In the final chapter of Liberal Fascism, Mr. Goldberg provides a warning that fascism has shown up from time to time on the right side of the aisle. Conservatives can get into trouble when we start attacking the free market system or when we start legislating “compassionate conservatism”. Whether it’s President Bush’s faith based initiative, or McCain’s campaign finance reform, conservatives aren’t immune to the desire to legislate “good” behavior. How do we avoid developing the same tendencies that liberal’s have ? How do we avoid developing a conservative version of “liberal fascism”?
Mr. Goldberg gives us a very useful warning in this final chapter:
The cliche that the road to hell is paved with good intentions has more than its fair share of truth. I do not dispute that liberals have what they believe are the best of intentions as they push for a “modern” European welfare state. But it’s worth keeping in mind that a Europeanized America would not only stop being America: there’s also no reason to believe it would stop at merely being Europeanized. To paraphrase Chesterton: the danger of an America which stops believing in itself isn’t that it will believe in nothing but that it can believe in anything. And that’s where the darker dystopian visions start becoming plausible. Like useful idiots of yore, today’s liberals want nothing but the best, but by pushing open then door to get it, they may well let in something far worse.
Had Mr. Goldberg written this book this year, I believe he would have cited the auto bailouts and TARP. Both programs were passed under the Bush administration, and both programs opened the door to much more far reaching efforts by the Obama administration. The auto bailouts have allowed President Obama to become more and more involved in how the auto companies function, and to begin controlling other sectors.
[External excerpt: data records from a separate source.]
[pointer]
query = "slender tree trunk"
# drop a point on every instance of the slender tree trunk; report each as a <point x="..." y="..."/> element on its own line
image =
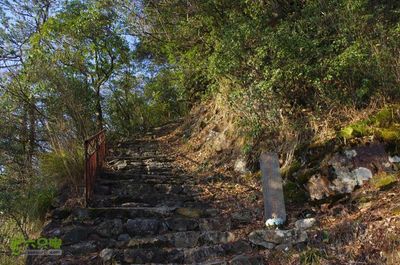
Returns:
<point x="32" y="136"/>
<point x="99" y="111"/>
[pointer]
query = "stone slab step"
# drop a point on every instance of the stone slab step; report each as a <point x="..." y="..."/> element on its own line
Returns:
<point x="150" y="199"/>
<point x="140" y="212"/>
<point x="186" y="239"/>
<point x="143" y="178"/>
<point x="196" y="255"/>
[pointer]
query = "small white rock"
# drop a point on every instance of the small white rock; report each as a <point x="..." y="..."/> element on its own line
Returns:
<point x="350" y="153"/>
<point x="106" y="254"/>
<point x="274" y="222"/>
<point x="362" y="174"/>
<point x="304" y="224"/>
<point x="394" y="159"/>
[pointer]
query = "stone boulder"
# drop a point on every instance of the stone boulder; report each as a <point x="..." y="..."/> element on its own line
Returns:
<point x="277" y="239"/>
<point x="343" y="172"/>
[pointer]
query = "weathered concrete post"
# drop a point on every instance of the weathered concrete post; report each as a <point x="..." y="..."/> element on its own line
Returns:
<point x="274" y="203"/>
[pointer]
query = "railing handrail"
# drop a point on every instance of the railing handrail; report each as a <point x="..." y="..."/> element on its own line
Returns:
<point x="95" y="135"/>
<point x="95" y="151"/>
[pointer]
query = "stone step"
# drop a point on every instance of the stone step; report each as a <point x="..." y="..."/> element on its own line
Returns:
<point x="150" y="199"/>
<point x="186" y="239"/>
<point x="195" y="255"/>
<point x="157" y="200"/>
<point x="140" y="212"/>
<point x="138" y="189"/>
<point x="142" y="178"/>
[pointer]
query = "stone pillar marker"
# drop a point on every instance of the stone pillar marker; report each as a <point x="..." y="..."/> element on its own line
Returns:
<point x="274" y="203"/>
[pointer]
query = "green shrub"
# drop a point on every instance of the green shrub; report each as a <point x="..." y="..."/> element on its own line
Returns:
<point x="383" y="181"/>
<point x="65" y="165"/>
<point x="311" y="256"/>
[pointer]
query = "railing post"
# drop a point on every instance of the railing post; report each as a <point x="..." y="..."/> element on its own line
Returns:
<point x="274" y="203"/>
<point x="93" y="161"/>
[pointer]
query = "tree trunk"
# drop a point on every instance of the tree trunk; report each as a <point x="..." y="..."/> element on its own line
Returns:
<point x="99" y="111"/>
<point x="32" y="136"/>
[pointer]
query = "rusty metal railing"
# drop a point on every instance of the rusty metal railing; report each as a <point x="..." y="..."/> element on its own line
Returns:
<point x="95" y="153"/>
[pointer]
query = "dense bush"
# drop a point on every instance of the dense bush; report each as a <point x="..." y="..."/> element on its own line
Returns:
<point x="283" y="65"/>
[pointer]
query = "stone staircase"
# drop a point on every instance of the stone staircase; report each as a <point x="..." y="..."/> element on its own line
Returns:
<point x="145" y="211"/>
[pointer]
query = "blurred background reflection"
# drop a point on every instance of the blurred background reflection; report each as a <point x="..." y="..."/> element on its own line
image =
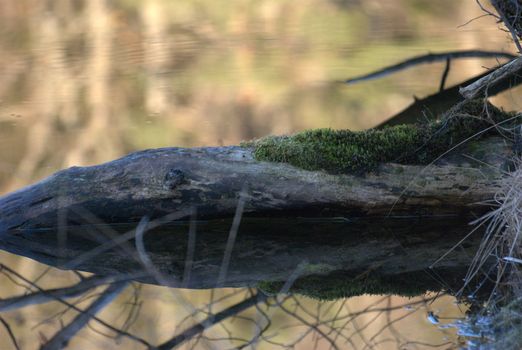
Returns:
<point x="84" y="82"/>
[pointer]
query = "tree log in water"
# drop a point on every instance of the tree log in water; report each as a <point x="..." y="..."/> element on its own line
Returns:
<point x="174" y="181"/>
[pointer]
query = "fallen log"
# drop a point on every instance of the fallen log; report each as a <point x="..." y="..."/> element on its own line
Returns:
<point x="173" y="181"/>
<point x="86" y="217"/>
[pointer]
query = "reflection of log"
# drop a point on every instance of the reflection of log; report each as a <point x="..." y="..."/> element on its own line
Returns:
<point x="162" y="181"/>
<point x="172" y="181"/>
<point x="375" y="255"/>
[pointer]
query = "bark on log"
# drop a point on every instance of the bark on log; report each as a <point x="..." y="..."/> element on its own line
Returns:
<point x="173" y="181"/>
TARP has become a slush fund for the executive branch to do with however it pleases. I respect President Bush. However, I am convinced to this day that he was too worried about his legacy in the final six months of his office and couldn’t stand to see two major auto makers fail, and to see the market collapse on his watch. The worse part is that by the time these programs were hatched, both of those events had already happened. The car companies had failed, and, with the possible exception of Ford, are still failing. The markets did collapse, though nothing as devastating as the Great Depression. Even with TARP, the stimulus program, and every other law passed at aiding our economic recovery, there is no guarantee we are out of the woods yet.
Which brings me to the final point. President Bush forgot, and President Obama may never have realized what makes America great. It is the spirit and ingenuity of our people. If GM and Chrysler had gone into full bankruptcy (which they both did anyway), they would have either restructured to become a stronger company, or they would have been broken apart and sold to individuals with the desire to try and make better cars. If the financial sector had collapsed, (and it may yet) we would have gone through some painful times, but America would have come out of it stronger and with many of the problems that still plaque us solved.
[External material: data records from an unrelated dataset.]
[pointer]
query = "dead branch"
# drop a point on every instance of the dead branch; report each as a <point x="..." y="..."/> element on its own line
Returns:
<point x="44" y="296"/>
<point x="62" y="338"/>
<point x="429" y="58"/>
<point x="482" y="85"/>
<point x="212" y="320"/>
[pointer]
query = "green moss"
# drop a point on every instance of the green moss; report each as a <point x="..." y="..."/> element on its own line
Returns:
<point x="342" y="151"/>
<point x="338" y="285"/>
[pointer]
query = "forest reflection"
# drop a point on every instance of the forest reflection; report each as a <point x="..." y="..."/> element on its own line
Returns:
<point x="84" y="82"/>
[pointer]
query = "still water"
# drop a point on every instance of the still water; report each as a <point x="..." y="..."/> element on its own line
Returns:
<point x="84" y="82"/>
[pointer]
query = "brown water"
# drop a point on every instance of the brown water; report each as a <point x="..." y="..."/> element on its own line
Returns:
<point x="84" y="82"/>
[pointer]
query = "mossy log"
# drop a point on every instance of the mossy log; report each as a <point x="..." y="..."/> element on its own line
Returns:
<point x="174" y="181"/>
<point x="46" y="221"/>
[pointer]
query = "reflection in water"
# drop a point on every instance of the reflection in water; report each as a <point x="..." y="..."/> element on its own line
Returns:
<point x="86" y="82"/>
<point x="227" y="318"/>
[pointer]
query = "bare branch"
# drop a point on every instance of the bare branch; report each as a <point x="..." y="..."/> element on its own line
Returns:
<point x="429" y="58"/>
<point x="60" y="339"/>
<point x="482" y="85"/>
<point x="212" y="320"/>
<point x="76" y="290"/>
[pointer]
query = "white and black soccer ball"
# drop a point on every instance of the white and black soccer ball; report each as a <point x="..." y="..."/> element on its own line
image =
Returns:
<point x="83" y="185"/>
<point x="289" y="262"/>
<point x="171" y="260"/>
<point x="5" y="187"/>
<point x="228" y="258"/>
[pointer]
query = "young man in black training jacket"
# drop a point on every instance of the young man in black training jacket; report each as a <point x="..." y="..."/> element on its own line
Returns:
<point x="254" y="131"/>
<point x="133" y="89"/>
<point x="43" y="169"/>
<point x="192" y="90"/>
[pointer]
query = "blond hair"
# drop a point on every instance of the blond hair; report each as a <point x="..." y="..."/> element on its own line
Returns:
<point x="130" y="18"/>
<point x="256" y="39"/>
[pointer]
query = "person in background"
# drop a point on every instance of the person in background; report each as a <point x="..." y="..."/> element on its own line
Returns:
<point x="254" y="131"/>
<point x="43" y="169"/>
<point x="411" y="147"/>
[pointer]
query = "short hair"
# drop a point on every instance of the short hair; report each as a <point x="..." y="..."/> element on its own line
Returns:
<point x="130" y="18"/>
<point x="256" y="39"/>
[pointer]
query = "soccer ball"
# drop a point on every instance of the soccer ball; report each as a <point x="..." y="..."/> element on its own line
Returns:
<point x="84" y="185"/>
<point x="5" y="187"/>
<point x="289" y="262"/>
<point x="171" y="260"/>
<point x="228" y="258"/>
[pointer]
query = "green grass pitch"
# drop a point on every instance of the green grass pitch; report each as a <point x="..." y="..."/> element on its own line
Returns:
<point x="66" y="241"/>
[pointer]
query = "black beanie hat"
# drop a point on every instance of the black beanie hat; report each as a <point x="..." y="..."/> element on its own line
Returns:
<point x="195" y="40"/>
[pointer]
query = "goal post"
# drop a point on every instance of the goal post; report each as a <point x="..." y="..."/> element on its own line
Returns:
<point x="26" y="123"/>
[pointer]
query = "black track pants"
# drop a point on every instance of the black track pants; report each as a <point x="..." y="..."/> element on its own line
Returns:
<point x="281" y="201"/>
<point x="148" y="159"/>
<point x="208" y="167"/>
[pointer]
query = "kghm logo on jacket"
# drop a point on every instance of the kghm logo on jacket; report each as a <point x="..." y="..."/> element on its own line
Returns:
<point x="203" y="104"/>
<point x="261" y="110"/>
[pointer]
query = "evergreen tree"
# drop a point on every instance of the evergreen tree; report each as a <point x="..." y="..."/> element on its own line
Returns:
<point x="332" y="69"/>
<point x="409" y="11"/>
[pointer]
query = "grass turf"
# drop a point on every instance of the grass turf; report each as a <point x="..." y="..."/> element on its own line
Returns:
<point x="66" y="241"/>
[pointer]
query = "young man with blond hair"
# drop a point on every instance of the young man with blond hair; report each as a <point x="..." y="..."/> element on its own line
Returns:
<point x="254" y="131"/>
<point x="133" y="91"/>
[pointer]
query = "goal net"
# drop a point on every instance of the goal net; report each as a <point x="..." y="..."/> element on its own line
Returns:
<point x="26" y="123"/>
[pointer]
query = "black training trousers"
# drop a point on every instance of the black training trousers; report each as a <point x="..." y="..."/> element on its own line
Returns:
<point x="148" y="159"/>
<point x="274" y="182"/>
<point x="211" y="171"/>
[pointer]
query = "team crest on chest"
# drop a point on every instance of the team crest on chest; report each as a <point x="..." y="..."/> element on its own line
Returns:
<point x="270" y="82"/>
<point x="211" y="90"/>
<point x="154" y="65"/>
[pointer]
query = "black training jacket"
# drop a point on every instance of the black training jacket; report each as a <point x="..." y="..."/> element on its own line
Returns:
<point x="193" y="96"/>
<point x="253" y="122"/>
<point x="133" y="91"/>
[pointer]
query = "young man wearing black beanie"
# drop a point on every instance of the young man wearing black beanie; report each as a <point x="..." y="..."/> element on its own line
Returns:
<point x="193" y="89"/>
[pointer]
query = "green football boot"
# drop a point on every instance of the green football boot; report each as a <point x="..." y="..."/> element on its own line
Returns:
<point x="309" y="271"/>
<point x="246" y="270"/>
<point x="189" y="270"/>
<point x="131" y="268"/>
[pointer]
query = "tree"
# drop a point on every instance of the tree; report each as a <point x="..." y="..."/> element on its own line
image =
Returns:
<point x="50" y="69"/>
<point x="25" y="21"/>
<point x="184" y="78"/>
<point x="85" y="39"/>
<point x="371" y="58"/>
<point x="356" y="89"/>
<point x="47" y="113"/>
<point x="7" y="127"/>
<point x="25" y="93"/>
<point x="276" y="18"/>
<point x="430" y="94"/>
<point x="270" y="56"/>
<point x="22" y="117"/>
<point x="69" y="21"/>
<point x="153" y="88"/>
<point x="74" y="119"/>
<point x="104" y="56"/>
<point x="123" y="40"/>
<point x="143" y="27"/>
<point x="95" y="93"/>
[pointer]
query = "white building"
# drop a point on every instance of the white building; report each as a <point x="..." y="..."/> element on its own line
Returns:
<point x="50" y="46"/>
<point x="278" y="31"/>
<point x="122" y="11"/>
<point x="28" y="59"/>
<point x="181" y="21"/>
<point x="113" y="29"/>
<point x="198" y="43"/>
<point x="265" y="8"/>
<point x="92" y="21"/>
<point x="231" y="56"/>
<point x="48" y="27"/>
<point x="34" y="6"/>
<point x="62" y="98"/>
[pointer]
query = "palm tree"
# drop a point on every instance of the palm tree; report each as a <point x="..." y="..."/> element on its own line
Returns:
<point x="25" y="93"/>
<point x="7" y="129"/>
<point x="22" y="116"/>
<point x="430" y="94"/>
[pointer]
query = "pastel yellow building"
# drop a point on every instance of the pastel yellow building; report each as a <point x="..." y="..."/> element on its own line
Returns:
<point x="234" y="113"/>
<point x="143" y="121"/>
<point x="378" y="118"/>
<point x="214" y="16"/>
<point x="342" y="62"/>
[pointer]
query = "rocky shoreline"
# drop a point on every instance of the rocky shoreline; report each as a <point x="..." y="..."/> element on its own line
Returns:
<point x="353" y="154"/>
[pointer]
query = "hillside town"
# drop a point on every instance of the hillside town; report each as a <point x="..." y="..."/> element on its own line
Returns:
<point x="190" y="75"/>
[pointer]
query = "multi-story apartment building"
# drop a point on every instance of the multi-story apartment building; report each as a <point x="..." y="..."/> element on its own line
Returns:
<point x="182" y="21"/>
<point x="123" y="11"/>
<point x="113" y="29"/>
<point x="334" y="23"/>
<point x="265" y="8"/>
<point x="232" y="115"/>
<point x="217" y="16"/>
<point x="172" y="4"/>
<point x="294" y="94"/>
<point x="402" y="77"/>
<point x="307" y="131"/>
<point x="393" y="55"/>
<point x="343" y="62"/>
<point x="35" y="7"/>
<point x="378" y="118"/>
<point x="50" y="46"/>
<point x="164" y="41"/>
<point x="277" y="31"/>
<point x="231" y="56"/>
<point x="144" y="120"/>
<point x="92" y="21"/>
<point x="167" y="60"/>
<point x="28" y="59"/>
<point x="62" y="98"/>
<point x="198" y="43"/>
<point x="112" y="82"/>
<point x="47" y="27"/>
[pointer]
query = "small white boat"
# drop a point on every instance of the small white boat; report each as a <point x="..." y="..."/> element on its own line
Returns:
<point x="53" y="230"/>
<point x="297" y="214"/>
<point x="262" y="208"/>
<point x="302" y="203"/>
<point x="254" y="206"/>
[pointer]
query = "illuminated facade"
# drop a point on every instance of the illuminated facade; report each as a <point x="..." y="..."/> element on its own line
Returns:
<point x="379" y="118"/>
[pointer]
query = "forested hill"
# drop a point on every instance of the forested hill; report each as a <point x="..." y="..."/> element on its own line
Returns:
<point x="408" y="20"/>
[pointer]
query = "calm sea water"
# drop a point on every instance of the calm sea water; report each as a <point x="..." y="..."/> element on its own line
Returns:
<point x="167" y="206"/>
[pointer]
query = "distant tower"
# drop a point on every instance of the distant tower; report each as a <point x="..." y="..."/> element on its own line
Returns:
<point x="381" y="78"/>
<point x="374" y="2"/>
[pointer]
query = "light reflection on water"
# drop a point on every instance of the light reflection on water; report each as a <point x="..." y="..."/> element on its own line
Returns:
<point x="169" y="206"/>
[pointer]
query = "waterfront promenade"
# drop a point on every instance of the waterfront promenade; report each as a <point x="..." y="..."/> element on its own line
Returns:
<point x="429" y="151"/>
I think the government should be in the business of providing those things our nation originally told it to provide such as protection from foreign enemies. Anytime we start legislating to protect people from themselves, we get into trouble. That rule is true whether it is a Democrat or a Republican purposing the legislation.
I really enjoyed this book, and have thoroughly enjoyed the discussions here on Red State. Eric’s original post didn’t give an order to the book list, so if anyone knows which book we should be starting no next, please let me know.